Income Tax (Charge) Debate
Full Debate: Read Full DebateJonathan Edwards
Main Page: Jonathan Edwards (Independent - Carmarthen East and Dinefwr)Department Debates - View all Jonathan Edwards's debates with the Department for Work and Pensions
(3 years, 8 months ago)
Commons ChamberIt is a pleasure to speak in this debate. Pandemics by their very nature offer an opportunity for reflection about the sort of society we want to develop for the future. If the aftermath of this dreadful pandemic is not an opportunity for a reset, when will there ever be one? It is not as if the structural or economic deficiencies of the British state are not obvious to all, with chronic geographical, sectoral and individual wealth polarisation and an over-reliance on one economic sector.
I welcome the Chancellor’s commitment to underpinning public health strategies with economic support, and extending furlough to September seems sensible. However, if for whatever reason the Welsh Government are required to implement a different strategy to control the virus—for instance, as the result of a new autumn wave—will measures such as furlough be extended, or does the unionist talk about the broad shoulders of the British state only apply to Wales if it also benefits England?
On corporation tax, I support the proposed increase to 25%. The Washington-based thinktank the Tax Foundation estimates that the global average corporation tax rate is just over 25%. France and Germany have rates of 30%, and the Biden Administration have announced plans to increase the rate in the US from 21% to 28%. Therefore, it is difficult to make the case that a 25% rate in the UK would be uncompetitive. Of Biden’s three-year $1.4 trillion extra taxation plan, according to Moody’s Analytics, well over half—$822 billion—comes from corporate taxation. Equally important is the Biden Administration’s determination to target firms that offshore jobs and those that shift profits overseas.
The Chancellor’s income tax proposals are far too timid. He should have followed the new US Administration by increasing income tax directly on incomes above $400,000—about £300,000—by introducing a new pandemic tax band. However, the redistributive zeal required to tackle the UK’s inequalities should also look at taxation on held personal wealth, as is the case in Norway, Switzerland, and Spain.
I hope the Treasury’s tax day on 23 March will signal a full-scale review of how wealth in the UK can be taxed more fairly and justly in the long term.

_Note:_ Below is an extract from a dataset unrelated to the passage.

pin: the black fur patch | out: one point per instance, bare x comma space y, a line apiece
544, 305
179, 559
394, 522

It will also be an opportunity to finally introduce much needed reforms of capital gains tax and to investigate the possibility of varying corporation tax within the UK. This would be one way to help redirect investment to those less productive parts of the British state. Considering that only three of the UK’s regions and nations are in surplus, this might be one way to address the geographical wealth disparities that exist in a far more coherent manner, I suspect, than sporadic freeports.
It is also imperative that the UK find an answer to the question of how to tax the digital world. I appreciate that the G7 will be a key forum to discuss a global digital tax regime, and I welcome the tentative first steps taken by the UK Government with the introduction of the digital services tax. However, now is time for the UK to go further and faster, leading by example and setting global standards. This is crucial, given the pandemic-induced shift to online retail, with online sales accounting for a record 35% of total retail spending in January 2021, up from 20% in February 2020.
The political choice facing electors as we emerge from this pandemic is between the forces that want to return to the old normal and those that believe the pandemic must result in the creation of a new economy that works for all, not just for the select few. The Chancellor nailed his colours to the mast in the Budget as the former. I will be arguing forcefully for the latter as a key part of a prospectus for an independent Wales.